Various & Sundry, 3/26/15

– Was Jesus a nonviolent pacifist?


Kids climbing on a statue by the Vietnam War Memorial? End of civilization as we know it or no big deal? Or maybe something in between.

– Who says economics can’t be exciting? Well, pretty much everyone, but it can be enlightening.

The best way to (in Barack Obama’s 2008 words to Joe the Plumber) “spread the wealth around,” is, Tamny argues, “to leave it in the hands of the wealthy.” Personal consumption absorbs a small portion of their money and the remainder is not idle. It is invested by them, using the skill that earned it. Will it be more beneficially employed by the political class of a confiscatory government?

– On a related note, James Lileks on the power of the Apple watch. He takes some fun shots at those who lament the unequal distribution of goodies.

It’s so different today. Every morning an executive in a $100,000 car is driving through the housing projects, when suddenly he really, you know, looks around for once, and understands. Like the hero of Metropolis, he clasps his hands to his breast and cries out with his newfound solidarity with the toiling and the idle. Half of these guys pull over, toss someone the keys, and take the bus the rest of the way. So if you put them in cars where they can’t look out, they will never develop social conscience. Also, all personal jets should have glass bottoms and fly at a maximum altitude of 750 feet.

– Chefs weigh in on the central question of our time? Is Chicago style deep dish pizza even pizza?

Not really.

I’ve never been a fan. I feel like it’s a lasagna with a crust.

Bread with tomato sauce is how I’d describe it. But to each his own.

More to explorer


  1. Is not pacifism a sin?

    Refusal to bear arms against man….a sin of omission?
    Jesus wasn’t known as a sinner.

  2. Will [wealth] be more beneficially employed by the political class of a confiscatory government?

    Depends. Are part of the political class or the entrepenuerial class?

  3. Now, another issues is the differences over how people hold their pizza slices while eating them. Where I live people hold the slice horizontally with two hands while eating. The next county over, they fold the slice crust into a U.

    The county line also happens to be the border between two major league baseball fan bases, one county preferring the teams to the south, the other the team to the north. Who knew the two sets of preferences correlated?

  4. 1. Deep dish pizza is awesome.
    2. It’s pop west of the Alleghenies.
    3. While global warming crybabies turn up the intensity, the weather gets colder.

    Undeniable truths of life.

  5. I always call it pop! My wife however, who was born on Midway Island, calls it soda. No doubt the influence of her Navy dad who lived most of his life in Wisconsin but was born and reared in New York.

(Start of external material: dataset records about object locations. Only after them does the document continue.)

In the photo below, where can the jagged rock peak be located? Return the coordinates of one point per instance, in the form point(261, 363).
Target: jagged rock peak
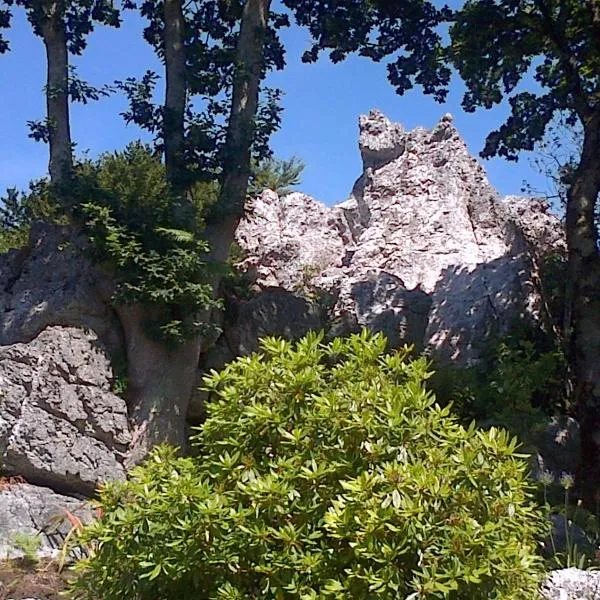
point(424, 249)
point(381, 141)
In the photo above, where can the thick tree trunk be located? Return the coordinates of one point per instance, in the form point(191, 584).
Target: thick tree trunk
point(240, 132)
point(176, 91)
point(161, 380)
point(57, 97)
point(160, 384)
point(583, 330)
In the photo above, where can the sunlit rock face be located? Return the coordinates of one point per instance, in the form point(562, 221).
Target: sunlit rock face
point(424, 249)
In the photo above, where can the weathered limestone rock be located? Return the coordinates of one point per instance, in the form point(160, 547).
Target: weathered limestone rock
point(53, 282)
point(424, 250)
point(572, 584)
point(31, 511)
point(60, 425)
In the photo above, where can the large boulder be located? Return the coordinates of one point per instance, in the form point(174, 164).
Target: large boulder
point(51, 281)
point(28, 511)
point(572, 584)
point(60, 424)
point(424, 249)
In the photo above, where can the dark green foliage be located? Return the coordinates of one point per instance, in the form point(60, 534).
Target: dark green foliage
point(281, 176)
point(323, 471)
point(211, 37)
point(148, 236)
point(497, 44)
point(518, 384)
point(19, 210)
point(406, 32)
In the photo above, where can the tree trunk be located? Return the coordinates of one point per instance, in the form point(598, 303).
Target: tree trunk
point(583, 330)
point(57, 97)
point(176, 91)
point(161, 380)
point(160, 384)
point(240, 132)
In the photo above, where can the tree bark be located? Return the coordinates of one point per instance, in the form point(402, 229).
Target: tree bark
point(57, 97)
point(240, 131)
point(583, 330)
point(161, 380)
point(176, 92)
point(160, 384)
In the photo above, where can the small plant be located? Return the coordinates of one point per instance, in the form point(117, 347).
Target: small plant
point(518, 384)
point(567, 517)
point(324, 470)
point(280, 176)
point(28, 544)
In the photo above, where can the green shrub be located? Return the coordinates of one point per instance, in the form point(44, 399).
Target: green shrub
point(28, 544)
point(518, 384)
point(148, 236)
point(323, 471)
point(18, 210)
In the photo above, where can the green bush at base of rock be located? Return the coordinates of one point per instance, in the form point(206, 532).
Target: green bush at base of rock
point(324, 471)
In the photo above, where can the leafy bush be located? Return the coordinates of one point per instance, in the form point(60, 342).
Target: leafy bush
point(323, 471)
point(518, 384)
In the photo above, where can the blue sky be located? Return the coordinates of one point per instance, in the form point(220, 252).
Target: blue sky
point(320, 122)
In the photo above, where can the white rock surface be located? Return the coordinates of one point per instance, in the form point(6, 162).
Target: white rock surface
point(60, 425)
point(36, 511)
point(572, 584)
point(424, 249)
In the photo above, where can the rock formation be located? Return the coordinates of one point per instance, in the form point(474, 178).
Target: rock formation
point(424, 249)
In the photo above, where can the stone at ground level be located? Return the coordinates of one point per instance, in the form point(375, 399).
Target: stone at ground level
point(60, 424)
point(572, 584)
point(28, 510)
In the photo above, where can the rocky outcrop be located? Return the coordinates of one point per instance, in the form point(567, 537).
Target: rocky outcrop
point(28, 511)
point(60, 425)
point(424, 249)
point(51, 281)
point(572, 584)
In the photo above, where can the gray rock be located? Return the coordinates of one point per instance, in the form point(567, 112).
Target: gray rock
point(60, 425)
point(424, 249)
point(52, 282)
point(36, 511)
point(572, 584)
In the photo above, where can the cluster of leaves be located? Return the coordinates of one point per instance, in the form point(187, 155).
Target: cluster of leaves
point(323, 471)
point(19, 210)
point(281, 176)
point(149, 237)
point(517, 384)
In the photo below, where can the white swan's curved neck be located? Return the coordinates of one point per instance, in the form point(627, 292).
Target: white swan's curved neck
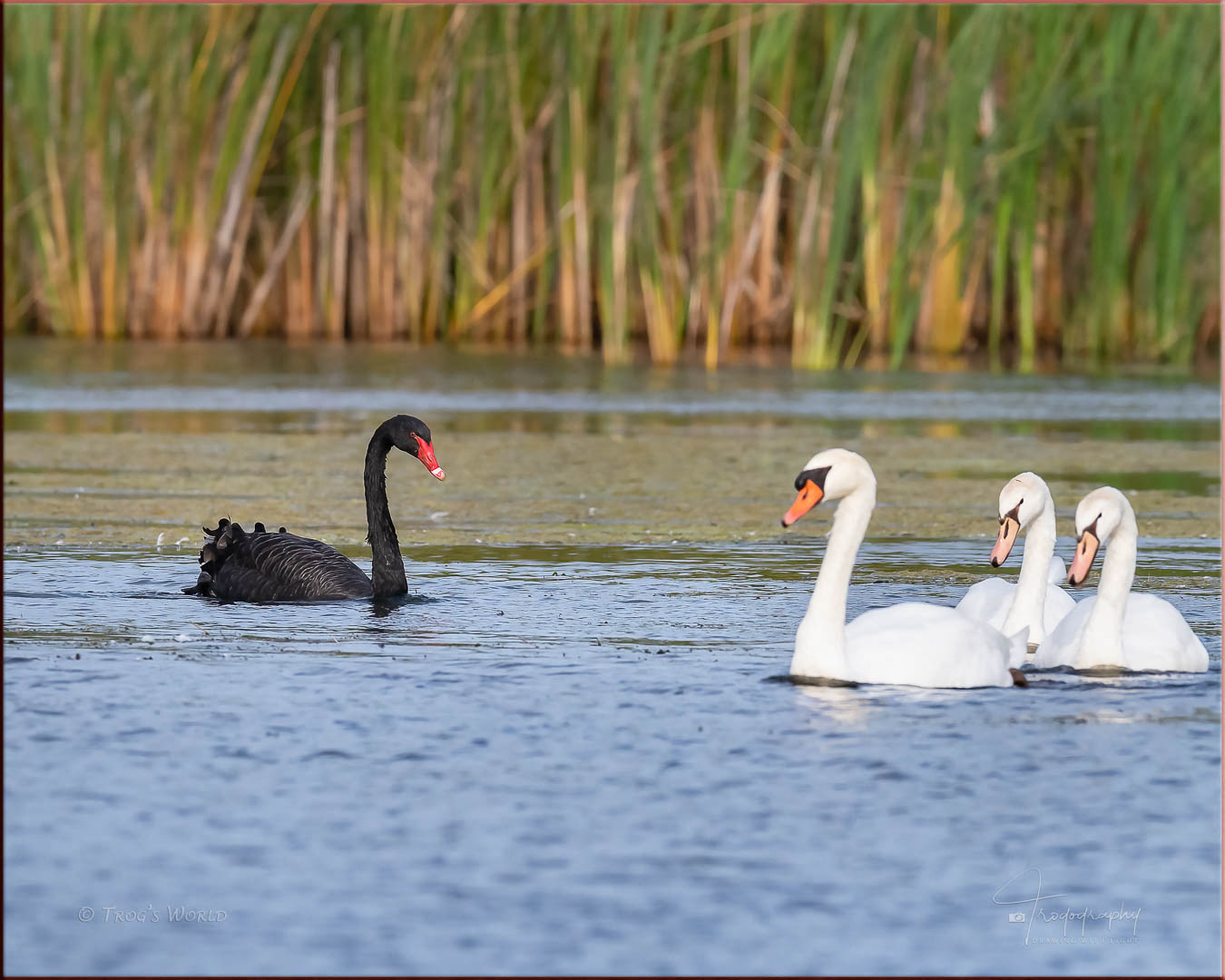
point(1117, 571)
point(1031, 594)
point(821, 646)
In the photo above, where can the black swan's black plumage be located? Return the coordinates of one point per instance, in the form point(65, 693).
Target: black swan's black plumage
point(263, 566)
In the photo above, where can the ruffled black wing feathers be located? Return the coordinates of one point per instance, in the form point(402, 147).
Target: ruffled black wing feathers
point(273, 566)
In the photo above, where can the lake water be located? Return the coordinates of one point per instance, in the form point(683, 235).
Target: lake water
point(569, 750)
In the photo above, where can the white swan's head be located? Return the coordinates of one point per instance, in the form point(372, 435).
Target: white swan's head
point(1098, 516)
point(828, 475)
point(1021, 501)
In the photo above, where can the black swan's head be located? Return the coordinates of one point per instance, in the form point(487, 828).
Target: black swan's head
point(412, 435)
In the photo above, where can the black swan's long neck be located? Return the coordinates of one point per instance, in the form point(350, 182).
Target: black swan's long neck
point(388, 565)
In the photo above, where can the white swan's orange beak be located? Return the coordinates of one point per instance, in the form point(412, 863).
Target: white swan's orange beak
point(1007, 538)
point(810, 496)
point(1085, 552)
point(426, 454)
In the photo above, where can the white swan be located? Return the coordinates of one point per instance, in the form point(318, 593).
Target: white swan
point(912, 643)
point(1117, 627)
point(1025, 507)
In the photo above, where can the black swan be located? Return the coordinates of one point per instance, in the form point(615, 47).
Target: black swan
point(275, 567)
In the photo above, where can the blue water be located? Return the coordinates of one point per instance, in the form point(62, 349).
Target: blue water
point(577, 759)
point(574, 761)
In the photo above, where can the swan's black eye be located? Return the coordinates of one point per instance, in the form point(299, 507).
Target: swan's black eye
point(818, 476)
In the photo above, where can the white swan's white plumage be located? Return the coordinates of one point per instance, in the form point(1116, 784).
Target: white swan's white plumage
point(910, 643)
point(1117, 627)
point(1033, 602)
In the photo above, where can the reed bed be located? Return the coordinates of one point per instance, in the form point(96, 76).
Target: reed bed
point(840, 181)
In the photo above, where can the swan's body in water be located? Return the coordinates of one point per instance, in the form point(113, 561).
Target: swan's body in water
point(1117, 627)
point(1034, 602)
point(910, 643)
point(277, 566)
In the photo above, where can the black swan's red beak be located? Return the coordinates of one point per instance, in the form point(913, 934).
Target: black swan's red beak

  6. Back in Jersey, years ago, you might here “soda pop”. We were a mite west after all. As to Pizza, the first pizzeria was in New York City. However, it seems an ancient thing to accent bread with various toppings. So we’ll leave a quest for the origin in the mists of ancient history. Tomatoes are my favorite fruit. So I’ll take a tomato pie, a jug of wine, and the bride of my youth and consider myself a king.

  7. 1. MA West: Many pizza shops for thin crust, but can be risky as to being rubbery. The Chicago (sausage, cheese, veg’s) Deep Dish has dependably crispy crust, is really pizza, and can be served with knife, fork, and soda.
    2. End of civilization as we know it: Kids won’t or can’t read, write, cipher, or listen. They drop things off pizza slices and don’t use napkins.
    3. Jesus, the Head of the Church, watches the members body urge focus on all below its heads, and not on His revelation of violent non-pacifism resulting from such as freely attending to golden calves rather than His Word .

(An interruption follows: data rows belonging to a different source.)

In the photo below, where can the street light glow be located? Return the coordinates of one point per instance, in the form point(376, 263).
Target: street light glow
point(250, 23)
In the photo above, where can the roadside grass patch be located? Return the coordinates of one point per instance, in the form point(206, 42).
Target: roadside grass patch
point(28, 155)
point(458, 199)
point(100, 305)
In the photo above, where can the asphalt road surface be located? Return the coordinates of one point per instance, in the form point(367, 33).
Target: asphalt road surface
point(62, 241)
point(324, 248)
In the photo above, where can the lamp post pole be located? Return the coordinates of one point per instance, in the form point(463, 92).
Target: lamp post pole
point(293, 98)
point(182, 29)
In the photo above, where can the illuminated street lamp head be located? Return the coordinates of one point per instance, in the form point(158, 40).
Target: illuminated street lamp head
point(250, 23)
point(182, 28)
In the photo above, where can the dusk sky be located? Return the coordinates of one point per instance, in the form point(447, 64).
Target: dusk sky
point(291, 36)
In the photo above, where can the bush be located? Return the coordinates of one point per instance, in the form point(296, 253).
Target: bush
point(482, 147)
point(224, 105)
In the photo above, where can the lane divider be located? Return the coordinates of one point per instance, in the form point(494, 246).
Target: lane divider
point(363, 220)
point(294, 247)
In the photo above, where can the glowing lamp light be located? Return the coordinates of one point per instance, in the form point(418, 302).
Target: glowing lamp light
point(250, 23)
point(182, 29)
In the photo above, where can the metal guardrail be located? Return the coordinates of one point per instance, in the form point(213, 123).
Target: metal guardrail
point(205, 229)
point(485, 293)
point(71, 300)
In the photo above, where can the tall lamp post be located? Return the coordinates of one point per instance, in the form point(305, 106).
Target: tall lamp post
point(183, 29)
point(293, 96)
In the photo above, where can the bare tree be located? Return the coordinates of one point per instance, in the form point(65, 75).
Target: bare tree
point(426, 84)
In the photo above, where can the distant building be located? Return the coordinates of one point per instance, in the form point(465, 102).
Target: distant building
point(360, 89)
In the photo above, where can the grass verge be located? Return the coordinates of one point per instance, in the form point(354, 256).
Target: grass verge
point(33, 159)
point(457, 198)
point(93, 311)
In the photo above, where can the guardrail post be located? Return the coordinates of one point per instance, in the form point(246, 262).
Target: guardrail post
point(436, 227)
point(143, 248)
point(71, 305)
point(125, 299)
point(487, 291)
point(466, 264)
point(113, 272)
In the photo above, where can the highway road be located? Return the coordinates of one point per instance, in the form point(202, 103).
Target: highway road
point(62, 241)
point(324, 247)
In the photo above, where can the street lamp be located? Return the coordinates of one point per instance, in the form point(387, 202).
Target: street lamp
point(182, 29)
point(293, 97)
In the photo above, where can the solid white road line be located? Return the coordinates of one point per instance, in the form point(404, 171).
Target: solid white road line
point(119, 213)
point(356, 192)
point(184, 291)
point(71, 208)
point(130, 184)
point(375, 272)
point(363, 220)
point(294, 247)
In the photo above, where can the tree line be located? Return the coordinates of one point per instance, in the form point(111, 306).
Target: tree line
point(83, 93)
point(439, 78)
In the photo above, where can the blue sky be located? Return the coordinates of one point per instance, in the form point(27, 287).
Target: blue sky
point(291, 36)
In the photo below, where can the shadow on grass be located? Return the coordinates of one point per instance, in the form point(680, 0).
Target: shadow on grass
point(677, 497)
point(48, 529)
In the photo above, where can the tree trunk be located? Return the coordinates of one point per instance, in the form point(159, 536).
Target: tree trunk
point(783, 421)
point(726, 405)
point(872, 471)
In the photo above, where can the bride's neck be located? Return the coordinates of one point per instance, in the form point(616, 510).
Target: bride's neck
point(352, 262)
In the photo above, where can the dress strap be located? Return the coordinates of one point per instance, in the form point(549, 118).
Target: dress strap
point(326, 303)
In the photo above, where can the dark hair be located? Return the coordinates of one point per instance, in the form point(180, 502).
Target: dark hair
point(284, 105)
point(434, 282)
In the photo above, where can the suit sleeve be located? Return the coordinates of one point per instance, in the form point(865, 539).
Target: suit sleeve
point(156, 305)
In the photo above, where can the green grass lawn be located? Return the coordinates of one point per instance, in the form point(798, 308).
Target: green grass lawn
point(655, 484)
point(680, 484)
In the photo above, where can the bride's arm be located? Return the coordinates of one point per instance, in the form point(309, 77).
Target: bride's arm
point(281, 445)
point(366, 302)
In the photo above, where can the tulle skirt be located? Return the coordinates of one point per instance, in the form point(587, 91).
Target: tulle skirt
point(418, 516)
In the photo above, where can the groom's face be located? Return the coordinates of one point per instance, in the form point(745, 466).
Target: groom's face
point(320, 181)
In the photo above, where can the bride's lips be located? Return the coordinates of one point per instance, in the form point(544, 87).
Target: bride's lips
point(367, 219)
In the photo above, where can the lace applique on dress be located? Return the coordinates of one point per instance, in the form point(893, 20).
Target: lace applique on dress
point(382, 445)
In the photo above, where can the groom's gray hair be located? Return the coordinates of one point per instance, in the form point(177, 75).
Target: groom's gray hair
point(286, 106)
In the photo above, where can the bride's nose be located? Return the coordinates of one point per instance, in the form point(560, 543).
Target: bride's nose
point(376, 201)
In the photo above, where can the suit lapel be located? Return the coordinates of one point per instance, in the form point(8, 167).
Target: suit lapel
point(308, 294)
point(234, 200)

  8. The Hell’s Bible map shows the fault line running through the middle of Pennsylvania.

    Signs here in supermarkets, restaurants, etc. say soda but nobody here calls it that. There is a similar local phenomenon. If you were to look at a Google map of use GPS while in Pittsburgh, it would refer to Interstate 376. Nobody here calls it that. It is the Parkway West or Parkway East depending on what side of Pittsburgh you are on and there is NOT ONE SIGN that says “Parkway West” or “Parkway East”.

    Pittsburgh is not the home of thin crust or deep dish pizza but it is the home of a “sammitch” with fries and cole slaw piled on it.

    Don’t stay up too later tonight, everyone. Palm Sunday is tomorrow and the Palm Sunday Passion requires what can be referred to as “Orthodox legs of steel”. The Eastern Orthodox and Byzantine Catholics tend to stand throughout the Divine Liturgy.

  9. It’s tonic not soda, pop or soft drink in MA and RI. Learned that at a Labor Day Lithuanian picnic at the Motherhouse of Sisters of Jesus Crucified and the Sorrow Mother in Brockton, MA. The beverage board read coffee, water and tonic yet we saw people drinking Coke and 7 Up.

  10. Penguins Fan, I ran into an old acquaintance at a Byzantine Church Friday Lenten supper. She remarked, “Half the guilt and twice the service”. ??
    Eating potato/cheese pierogis with butter and onions, haluski, borscht and sauerkraut/mushroom soups was hardly a penance. I ended up taking home frozen same pierogis, and lekvar (prune) ones. Also parprika bacon, fresh kielbasa, and red horseradish ordered from a Scranton smokehouse. Plus locally made apricot and poppy seed rolls and a pashka mold.
    Best of all it was my 30ish younger son’s idea to attend with a Catholic gal pal. Other than grandparents’ funerals he hasn’t set foot in a church since h.s. To paraphrase, maybe food is the way to a young man’s soul. Happy and Blessed Easter to all!!

  11. CAM, “maybe food is the way to a young man’s soul.” Perhaps even more, a Catholic gal pal. You’re not alone with such things but we hope for answered prayers, whether we live long enough here to see them answered. Happy and Blessed Easter to all!! Indeed! He is risen!